When he moved to the Yale College Dean’s Office, Meeske — by then known for his skill at the task of assigning student housing — took that responsibility with him. He also worked with architects on the renovation of all 12 residential colleges.
“I think that was one of the most enjoyable of all of my duties at Yale,” says Meeske, “perhaps because of my art history background and my interest in architecture.”
In his current position, Meeske has continued to oversee student housing and the more than 500 undergraduate student organizations on campus, and says he has relished his interactions with students.
“Students are great fun to work with,” he says. “It’s challenging in some ways but you pick up that enthusiasm and energy they have.
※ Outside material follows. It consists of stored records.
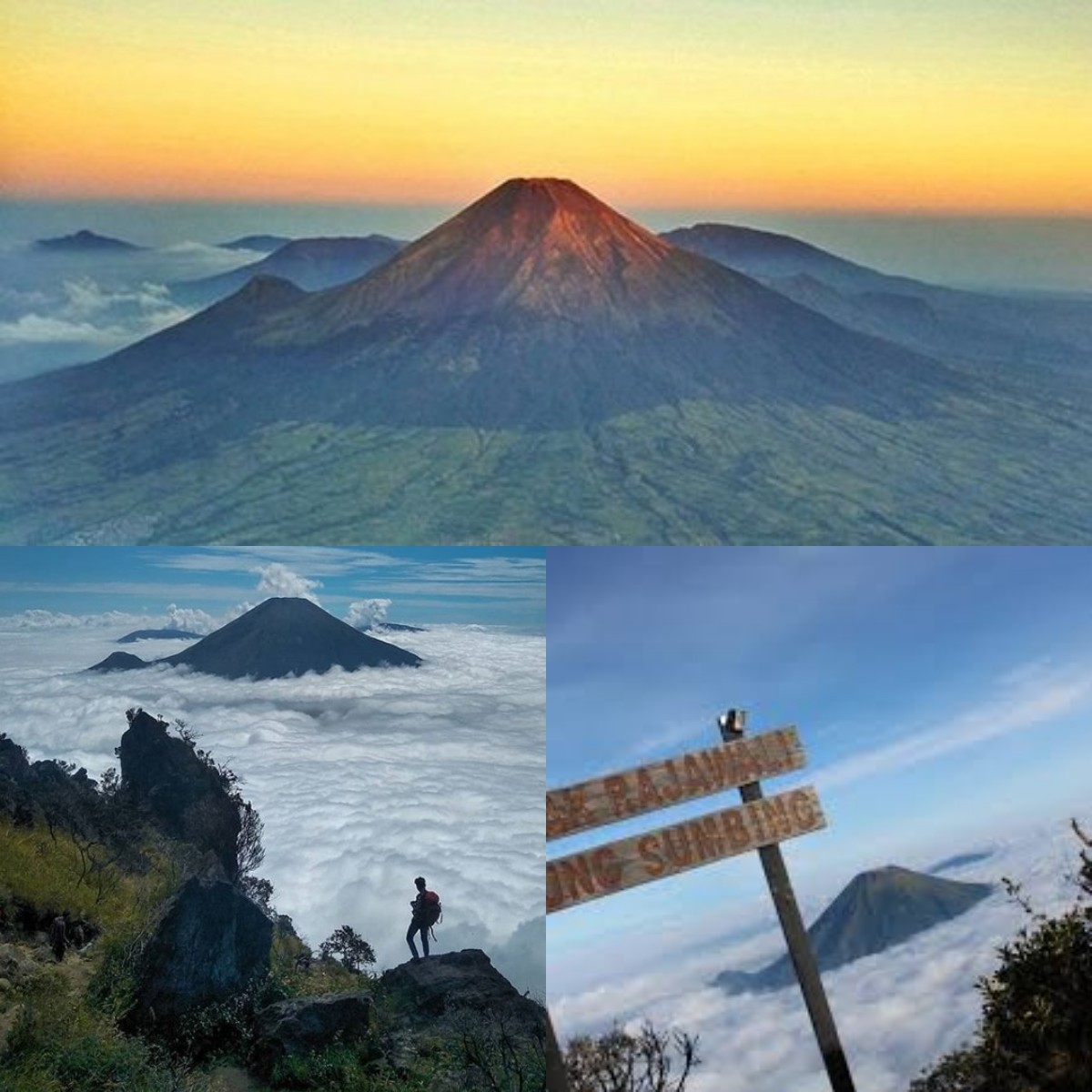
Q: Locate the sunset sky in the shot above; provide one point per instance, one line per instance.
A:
(942, 105)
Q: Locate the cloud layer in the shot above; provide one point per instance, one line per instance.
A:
(364, 780)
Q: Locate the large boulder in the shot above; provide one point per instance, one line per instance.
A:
(306, 1025)
(210, 943)
(456, 982)
(183, 794)
(15, 764)
(15, 966)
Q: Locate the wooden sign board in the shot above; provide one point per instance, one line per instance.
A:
(629, 862)
(672, 781)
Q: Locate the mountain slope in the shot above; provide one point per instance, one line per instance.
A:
(1005, 328)
(538, 307)
(87, 243)
(307, 263)
(875, 912)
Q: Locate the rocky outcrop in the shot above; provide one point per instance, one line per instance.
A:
(158, 634)
(309, 1024)
(181, 793)
(459, 982)
(210, 943)
(16, 967)
(15, 764)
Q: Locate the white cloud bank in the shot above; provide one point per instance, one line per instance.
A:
(364, 780)
(896, 1011)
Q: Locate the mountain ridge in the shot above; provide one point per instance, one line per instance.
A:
(877, 910)
(278, 638)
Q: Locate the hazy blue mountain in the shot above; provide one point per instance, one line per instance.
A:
(308, 263)
(541, 369)
(85, 241)
(265, 244)
(1009, 328)
(960, 860)
(119, 662)
(287, 637)
(393, 626)
(278, 638)
(876, 911)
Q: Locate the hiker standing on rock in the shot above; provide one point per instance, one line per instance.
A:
(426, 912)
(58, 936)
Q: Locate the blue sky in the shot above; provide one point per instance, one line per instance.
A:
(943, 694)
(461, 585)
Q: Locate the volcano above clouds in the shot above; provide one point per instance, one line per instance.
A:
(536, 307)
(876, 911)
(278, 638)
(541, 369)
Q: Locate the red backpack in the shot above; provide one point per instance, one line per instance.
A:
(431, 911)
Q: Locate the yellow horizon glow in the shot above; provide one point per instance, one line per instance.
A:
(261, 102)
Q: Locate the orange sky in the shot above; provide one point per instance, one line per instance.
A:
(965, 105)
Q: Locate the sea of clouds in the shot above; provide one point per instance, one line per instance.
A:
(59, 308)
(364, 780)
(896, 1011)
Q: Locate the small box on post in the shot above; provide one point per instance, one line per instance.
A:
(759, 824)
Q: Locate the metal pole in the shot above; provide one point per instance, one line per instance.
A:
(796, 937)
(557, 1079)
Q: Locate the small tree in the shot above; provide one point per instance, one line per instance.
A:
(1036, 1033)
(354, 950)
(249, 850)
(620, 1062)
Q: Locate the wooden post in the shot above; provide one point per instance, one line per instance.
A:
(557, 1079)
(800, 948)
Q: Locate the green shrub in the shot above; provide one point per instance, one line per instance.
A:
(57, 1044)
(1036, 1032)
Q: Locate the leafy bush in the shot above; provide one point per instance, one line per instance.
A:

They’re so smart — smarter than ever — and it’s just exciting to be around them.”
The associate dean says that his long career at Yale — all of it spent in offices in Sheffield-Sterling-Strathcona Hall — has never been boring because every role he has filled has presented new challenges, and technological advances throughout the years have kept him on his toes.
When he was first in the Registrar’s Office, for instance, all records were maintained on paper, and he remembers when the office got its first computer.
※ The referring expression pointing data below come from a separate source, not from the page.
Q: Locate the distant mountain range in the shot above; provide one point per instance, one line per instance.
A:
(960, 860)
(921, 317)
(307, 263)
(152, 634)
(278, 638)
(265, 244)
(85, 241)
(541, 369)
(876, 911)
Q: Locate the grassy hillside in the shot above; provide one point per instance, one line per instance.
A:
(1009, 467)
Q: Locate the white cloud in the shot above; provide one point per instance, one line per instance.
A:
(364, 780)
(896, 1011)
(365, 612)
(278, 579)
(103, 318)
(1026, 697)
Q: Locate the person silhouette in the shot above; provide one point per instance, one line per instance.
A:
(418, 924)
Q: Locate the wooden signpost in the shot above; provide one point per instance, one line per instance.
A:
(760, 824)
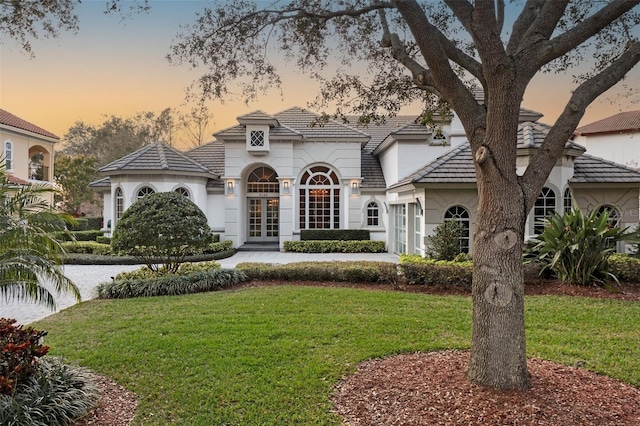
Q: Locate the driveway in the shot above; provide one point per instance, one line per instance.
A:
(87, 277)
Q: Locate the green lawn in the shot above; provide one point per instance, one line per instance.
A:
(271, 355)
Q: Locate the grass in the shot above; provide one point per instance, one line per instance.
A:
(272, 355)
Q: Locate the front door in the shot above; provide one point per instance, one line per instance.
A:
(263, 219)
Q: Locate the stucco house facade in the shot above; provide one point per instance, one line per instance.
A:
(27, 151)
(271, 176)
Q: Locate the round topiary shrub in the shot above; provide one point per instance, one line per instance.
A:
(161, 228)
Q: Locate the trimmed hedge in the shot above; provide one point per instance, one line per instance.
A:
(335, 234)
(363, 272)
(86, 247)
(625, 268)
(91, 235)
(92, 259)
(171, 285)
(335, 246)
(417, 270)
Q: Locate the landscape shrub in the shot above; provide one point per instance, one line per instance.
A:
(55, 394)
(87, 247)
(350, 271)
(625, 268)
(335, 234)
(445, 243)
(171, 285)
(20, 350)
(185, 268)
(218, 246)
(335, 246)
(417, 270)
(162, 226)
(103, 240)
(576, 247)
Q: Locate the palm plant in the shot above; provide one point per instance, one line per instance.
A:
(29, 252)
(576, 247)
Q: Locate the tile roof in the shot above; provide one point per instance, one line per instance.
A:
(9, 119)
(623, 122)
(301, 123)
(372, 176)
(210, 155)
(589, 169)
(379, 132)
(155, 157)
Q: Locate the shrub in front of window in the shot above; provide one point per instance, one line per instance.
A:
(576, 247)
(446, 241)
(162, 228)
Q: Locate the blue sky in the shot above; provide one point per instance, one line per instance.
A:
(115, 66)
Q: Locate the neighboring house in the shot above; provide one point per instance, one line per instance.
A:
(27, 150)
(271, 176)
(616, 138)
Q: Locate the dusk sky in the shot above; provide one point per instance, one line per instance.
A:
(115, 66)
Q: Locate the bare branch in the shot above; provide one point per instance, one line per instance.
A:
(545, 158)
(546, 52)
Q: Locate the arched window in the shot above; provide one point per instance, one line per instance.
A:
(8, 155)
(545, 206)
(263, 180)
(614, 214)
(373, 214)
(319, 199)
(119, 203)
(145, 190)
(183, 191)
(567, 201)
(460, 215)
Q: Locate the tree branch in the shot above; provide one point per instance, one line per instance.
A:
(545, 158)
(543, 53)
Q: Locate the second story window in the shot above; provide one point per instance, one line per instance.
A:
(8, 155)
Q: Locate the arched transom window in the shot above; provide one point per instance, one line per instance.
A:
(460, 215)
(373, 214)
(319, 199)
(119, 203)
(145, 190)
(263, 180)
(545, 206)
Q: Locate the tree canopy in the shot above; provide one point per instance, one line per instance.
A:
(446, 52)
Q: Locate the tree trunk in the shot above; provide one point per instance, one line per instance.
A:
(498, 348)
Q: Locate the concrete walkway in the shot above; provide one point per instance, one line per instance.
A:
(87, 277)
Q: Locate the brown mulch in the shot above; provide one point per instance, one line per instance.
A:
(431, 388)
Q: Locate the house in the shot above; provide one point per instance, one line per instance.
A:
(616, 138)
(27, 150)
(271, 176)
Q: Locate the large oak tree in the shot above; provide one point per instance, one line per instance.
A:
(443, 48)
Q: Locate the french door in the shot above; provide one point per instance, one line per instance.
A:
(263, 219)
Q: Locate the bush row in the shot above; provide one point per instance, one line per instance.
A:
(335, 246)
(366, 272)
(184, 269)
(335, 234)
(171, 285)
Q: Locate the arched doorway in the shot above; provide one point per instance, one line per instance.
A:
(263, 205)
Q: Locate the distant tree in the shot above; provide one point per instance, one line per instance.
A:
(29, 254)
(429, 50)
(196, 125)
(73, 175)
(165, 227)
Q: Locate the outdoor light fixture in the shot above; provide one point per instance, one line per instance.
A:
(354, 187)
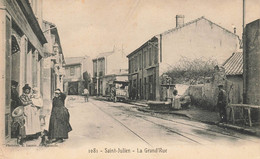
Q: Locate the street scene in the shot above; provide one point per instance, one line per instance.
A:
(129, 77)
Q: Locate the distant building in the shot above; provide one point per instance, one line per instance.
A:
(198, 38)
(106, 66)
(234, 73)
(77, 75)
(22, 52)
(53, 71)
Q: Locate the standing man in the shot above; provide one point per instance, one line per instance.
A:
(15, 100)
(222, 103)
(86, 94)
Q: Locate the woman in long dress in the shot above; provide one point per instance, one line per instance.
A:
(31, 114)
(59, 125)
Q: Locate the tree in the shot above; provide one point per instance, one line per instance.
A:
(192, 71)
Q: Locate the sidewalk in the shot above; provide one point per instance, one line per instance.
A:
(201, 115)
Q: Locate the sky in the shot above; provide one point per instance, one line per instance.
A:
(89, 27)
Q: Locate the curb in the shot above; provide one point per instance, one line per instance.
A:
(233, 127)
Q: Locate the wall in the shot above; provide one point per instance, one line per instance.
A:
(199, 39)
(252, 63)
(76, 76)
(121, 62)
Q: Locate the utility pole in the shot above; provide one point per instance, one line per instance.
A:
(244, 56)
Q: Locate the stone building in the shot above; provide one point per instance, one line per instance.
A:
(77, 75)
(197, 38)
(106, 66)
(53, 62)
(22, 48)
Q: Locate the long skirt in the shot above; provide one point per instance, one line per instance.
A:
(32, 120)
(59, 125)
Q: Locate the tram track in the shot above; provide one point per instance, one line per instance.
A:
(182, 123)
(139, 136)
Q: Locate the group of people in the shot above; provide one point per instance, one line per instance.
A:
(25, 109)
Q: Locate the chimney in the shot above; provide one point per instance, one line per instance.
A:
(179, 20)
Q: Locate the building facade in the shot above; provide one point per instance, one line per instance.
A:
(106, 66)
(22, 51)
(53, 70)
(77, 75)
(234, 74)
(198, 38)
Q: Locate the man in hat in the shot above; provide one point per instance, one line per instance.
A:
(222, 103)
(15, 100)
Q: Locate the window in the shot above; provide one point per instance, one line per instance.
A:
(136, 63)
(140, 61)
(155, 55)
(144, 58)
(129, 65)
(72, 71)
(150, 56)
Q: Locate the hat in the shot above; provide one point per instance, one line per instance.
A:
(57, 91)
(17, 111)
(220, 85)
(26, 86)
(14, 83)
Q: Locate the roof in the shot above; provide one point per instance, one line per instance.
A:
(28, 12)
(74, 60)
(194, 21)
(184, 25)
(234, 64)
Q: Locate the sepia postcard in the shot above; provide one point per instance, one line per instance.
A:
(130, 79)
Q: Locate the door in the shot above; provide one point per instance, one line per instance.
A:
(73, 88)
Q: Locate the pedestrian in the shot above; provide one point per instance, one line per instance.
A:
(113, 93)
(31, 114)
(15, 102)
(59, 125)
(222, 103)
(176, 100)
(86, 94)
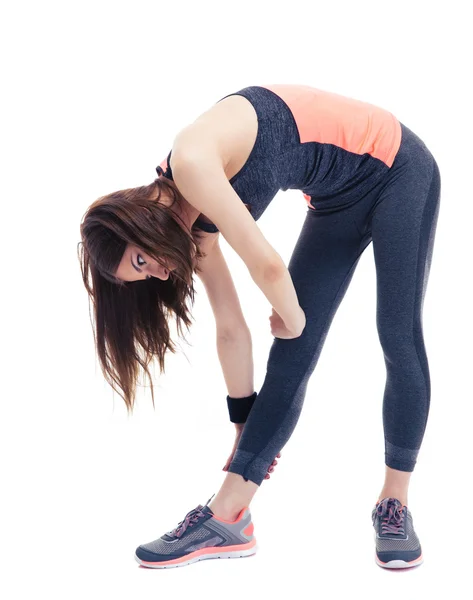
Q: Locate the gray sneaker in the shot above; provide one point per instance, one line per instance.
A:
(397, 545)
(199, 536)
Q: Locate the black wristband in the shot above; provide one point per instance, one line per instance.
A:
(239, 408)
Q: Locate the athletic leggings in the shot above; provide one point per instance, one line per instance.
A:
(399, 216)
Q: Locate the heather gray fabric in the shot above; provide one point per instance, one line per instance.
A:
(358, 199)
(398, 214)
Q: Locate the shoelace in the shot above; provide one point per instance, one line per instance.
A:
(192, 517)
(392, 513)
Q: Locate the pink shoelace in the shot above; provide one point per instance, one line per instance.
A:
(393, 515)
(192, 517)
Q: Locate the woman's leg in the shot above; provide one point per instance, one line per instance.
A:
(403, 229)
(321, 266)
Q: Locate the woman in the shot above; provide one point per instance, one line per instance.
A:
(366, 177)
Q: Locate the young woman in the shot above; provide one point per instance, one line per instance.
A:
(365, 177)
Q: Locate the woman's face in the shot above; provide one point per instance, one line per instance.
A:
(136, 265)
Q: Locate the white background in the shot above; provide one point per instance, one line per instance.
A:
(93, 95)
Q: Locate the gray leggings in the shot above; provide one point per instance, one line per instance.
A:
(399, 216)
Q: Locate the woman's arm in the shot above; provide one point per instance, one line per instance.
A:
(234, 344)
(203, 182)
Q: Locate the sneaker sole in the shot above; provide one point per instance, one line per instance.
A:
(400, 564)
(204, 554)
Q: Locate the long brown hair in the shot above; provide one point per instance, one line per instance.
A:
(131, 318)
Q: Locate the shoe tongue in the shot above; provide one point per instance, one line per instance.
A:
(207, 510)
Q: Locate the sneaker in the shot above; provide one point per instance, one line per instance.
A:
(397, 545)
(199, 536)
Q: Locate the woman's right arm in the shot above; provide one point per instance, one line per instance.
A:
(234, 344)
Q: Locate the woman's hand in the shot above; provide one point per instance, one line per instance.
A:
(239, 428)
(279, 329)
By the time that he had completed nearly a decade at the university, says Meeske, he lost interest in pursuing graduate study in architecture.
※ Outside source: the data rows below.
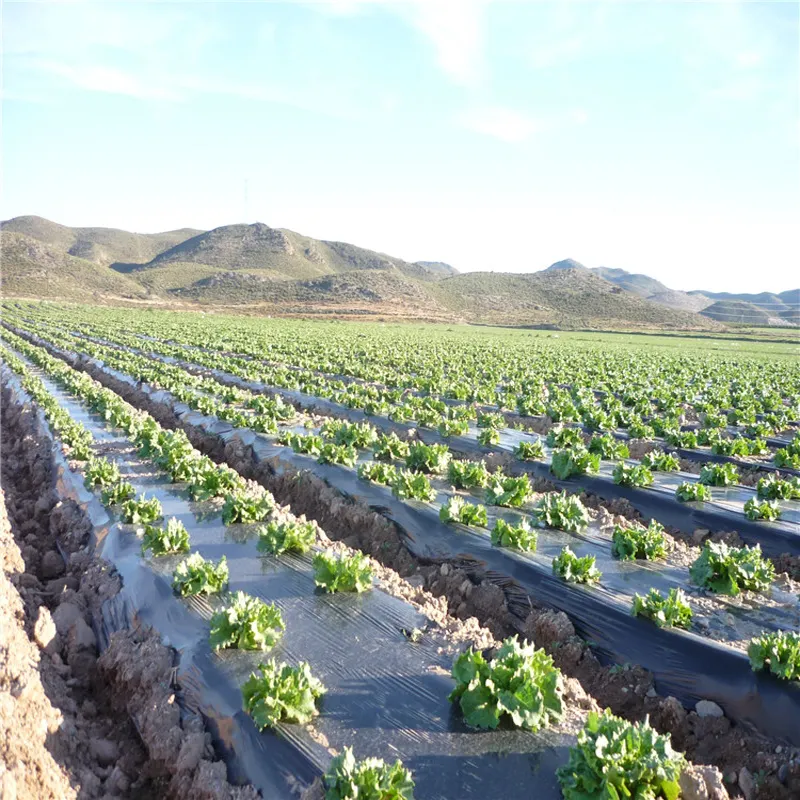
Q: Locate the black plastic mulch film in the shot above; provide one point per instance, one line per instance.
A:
(387, 695)
(684, 665)
(724, 513)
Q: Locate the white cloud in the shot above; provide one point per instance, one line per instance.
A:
(505, 124)
(455, 29)
(749, 58)
(512, 125)
(99, 78)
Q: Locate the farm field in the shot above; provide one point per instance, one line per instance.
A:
(468, 552)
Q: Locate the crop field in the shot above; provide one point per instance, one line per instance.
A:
(397, 561)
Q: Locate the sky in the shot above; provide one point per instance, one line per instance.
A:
(659, 137)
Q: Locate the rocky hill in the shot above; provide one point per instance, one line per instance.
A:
(753, 309)
(273, 270)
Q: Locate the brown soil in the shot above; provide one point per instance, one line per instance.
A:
(628, 691)
(62, 733)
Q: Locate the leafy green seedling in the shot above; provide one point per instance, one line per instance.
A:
(174, 538)
(390, 448)
(688, 492)
(562, 511)
(504, 490)
(520, 683)
(378, 472)
(195, 575)
(574, 461)
(370, 779)
(729, 570)
(778, 651)
(291, 536)
(344, 573)
(246, 623)
(574, 569)
(764, 509)
(281, 693)
(608, 447)
(409, 485)
(772, 487)
(614, 758)
(247, 506)
(672, 611)
(456, 509)
(141, 511)
(101, 472)
(529, 451)
(520, 536)
(718, 474)
(632, 475)
(467, 474)
(429, 458)
(632, 542)
(117, 493)
(659, 461)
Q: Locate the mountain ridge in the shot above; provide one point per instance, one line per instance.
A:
(274, 270)
(763, 308)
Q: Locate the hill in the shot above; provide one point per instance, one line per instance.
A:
(34, 269)
(637, 283)
(437, 267)
(783, 307)
(274, 270)
(773, 309)
(643, 285)
(284, 253)
(99, 245)
(571, 296)
(736, 311)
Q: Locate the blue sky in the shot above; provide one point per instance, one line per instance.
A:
(653, 136)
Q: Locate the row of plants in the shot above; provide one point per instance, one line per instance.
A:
(276, 692)
(570, 458)
(559, 511)
(519, 683)
(433, 413)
“Besides, working with architects on the college renovations allowed me a way to incorporate my architectural interests, along with vacation trips to Europe with my family, during which I could appreciate all kinds of architecture as well as art museums.”
Over his four-plus decades at Yale, first as a student and then as an administrator, Meeske says, he has seen enormous change at the university, all for the better. His entering class was only the second co-educational class at Yale.
“Yale is a better and better place for students,” comments Meeske. “I think that the university is more responsive to students than it was when I was an undergraduate here. I knew my dean vaguely back then, but now, college deans and masters are immensely engaged in student life and are much more supportive. There are also more resources available for students, so the university has been fabulous in that way.”
While he can no longer recall how he came to be a Commencement marshal, Meeske says he has enjoyed being a part of yearly graduation exercises and, more recently, helping in the planning of Class Day festivities for seniors. The yale, the mythic creature on the staff he carries, resembles a cross between a mountain goat and a boar. Whenever it appears on campus, it is always of interest to students and campus guests.
“My parents did get to see me carrying the mace when they came for my wife’s graduation,” Meeske laughs, “so I guess that counts for something.”
After he retires in early summer, Meeske will travel with his wife to Mongolia to visit their son, who is serving in the Peace Corps there. He also hopes to purchase a modest old house in France or Germany.
“I love old houses,” says Meeske. “Our current home in Woodbridge was built in 1780, and I’ve done a lot of home renovations. It would be fun to do more of that.”
He also intends to continue singing, as he has done since he was a member of the Yale Whiffenpoofs, the Yale Glee Club, the Alley Cats, and the Bach Society, among other singing groups, as an undergraduate. A tenor, he has long sung with the choir of Trinity Church on the Green, which he joined his senior year at Yale, and has been featured in a number of classical and opera performances in the New Haven area.
“Singing was my major activity at Yale,” recalls Meeske, “and so long as I have health I will continue doing that.”
The associate dean says he will miss the community that is Yale, but says he is excited about what comes next in his life.
“I’m a little nervous,” he admits, “because Yale has been such a feature of my life for so long. It’s one thing to think about retirement and another to experience it. So I’m sure I’ll miss it, but I think there are enough other things that will keep me busy.”